Arkadaşlarıma şunu söylüyorum. Birincisi alışveriş yapacağımız zaman buradan temin edebileceğimiz her şeyi buradan alın. İkincisi hani çok yemek yeme fırsatım olmuyor. Ama bir yemek yiyeceksem mutlaka şurada bir esnaf lokantasında yiyorum. Esnaf desteği de şöyle.  Zor koşullardan geçtiğimiz bir dönemde eski belediye başkanımızın uygulamalarından muzdariplerdi. Hani biz de kanuna uyacak şekilde yapıyoruz ama canına okuyarak değil. Sözle ve yazılı uyarı yapmadan kimseye ceza kesmiyoruz. O dönemdeki böyle sıkı politika diyeyim esnafta bir takım kırgınlıklar yaratmıştı özellikle partiye karşı. Belediye başkanı ne yaparsa yapsın partiye de yazıyor sonuçta. O sıkıntıyı kaldırdık aradan.
İhaleye girdiğinizde ihaleyi kimin alacağını bilemiyorsunuz. Buna müdahale edemezsiniz ama onların dışında hani gıda çerçevesinde tabii ki fiyat araştırması yine mutlaka yapılıyor, 3 liraya alınacak şeyi buradan 3,5 liraya alınacaksa buradan almalarını söylüyorum arkadaşlara. Çünkü araç, insan, git, gel, zaman, trafik, kazası, belası, eskimesi zaten aynı hesaba geliyor. Ve zaten o esnaf da vergisini yine dönüp bize ödüyor. Önceliğimiz birincil dediğimiz Gaziemir'deki esnafımızdan alışveriş yapmak.
  • -           Bu kesintiler bazı sıkıntılar oldu elbet. İleride şartlar değişirse gerçekleştirmek istediğiniz hedefiniz nedir?

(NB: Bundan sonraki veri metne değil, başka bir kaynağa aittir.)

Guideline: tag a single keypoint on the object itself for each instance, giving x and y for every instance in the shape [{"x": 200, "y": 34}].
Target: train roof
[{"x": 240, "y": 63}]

Yaptığım projelerde param olsaydı ilk yapacağım işlerden birisi engelli merkeziydi. Yani bunun mutlaka bir yolunu bulacağım. Hala kaynak bulmaya çalışıyorum. Hazineden yer istiyorum. Kendi mülklerimiz üzerine ne yapabilirim diye, yapabilirsem kalıcı yatılı bir engelli merkezi, yapamazsam da insanların İşte belirli saat aralıklarında engellisini bırakıp bizden hizmet alacağı bir merkezi mutlaka hayata geçirmek isterim. Çünkü engelli ailesi düğüne gidemiyor. Pazara gidemiyor, sinemaya gidemiyor, dondurma yemeye gidemiyor, sokağa çıkamıyor. Engelli hemşehrimizi en azından biz 5 saat kadar konuk etsek ailesi de o süre zarfında kendi işlerini ve ihtiyaçlarını karşılar. Bunu mutlak ve mutlak yapmak zorundayım.